Assumptions and Outlook for Full Year Fiscal 2021
BD has updated its outlook for fiscal 2021 which reflects numerous assumptions about many factors that could affect its business based on the information management has reviewed as of this date, which includes observations and assumptions regarding the continued impact of the COVID-19 pandemic. The company’s outlook continues to assume no major system-wide hospital restrictions on elective procedures related to the COVID-19 pandemic. However, in recent weeks the company started to see some impact on elective procedures from the COVID-19 delta variant in some states in the U.S. and assumes some continuation of this in its outlook. Management will discuss its outlook and several of its assumptions on its third fiscal quarter earnings call.

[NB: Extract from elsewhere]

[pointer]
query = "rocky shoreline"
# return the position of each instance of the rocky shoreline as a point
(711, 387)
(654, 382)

The company now expects fiscal year 2021 revenues to grow approximately 16.5% to 17.0% on a reported basis, an increase from the prior guidance of 12% to 14%. Foreign currency is now expected to contribute approximately 250 to 300 basis points to revenue growth, compared to 200 basis points previously. BD now expects fiscal year 2021 currency-neutral revenue growth of about 14.0% versus its prior guidance of 10% to 12%.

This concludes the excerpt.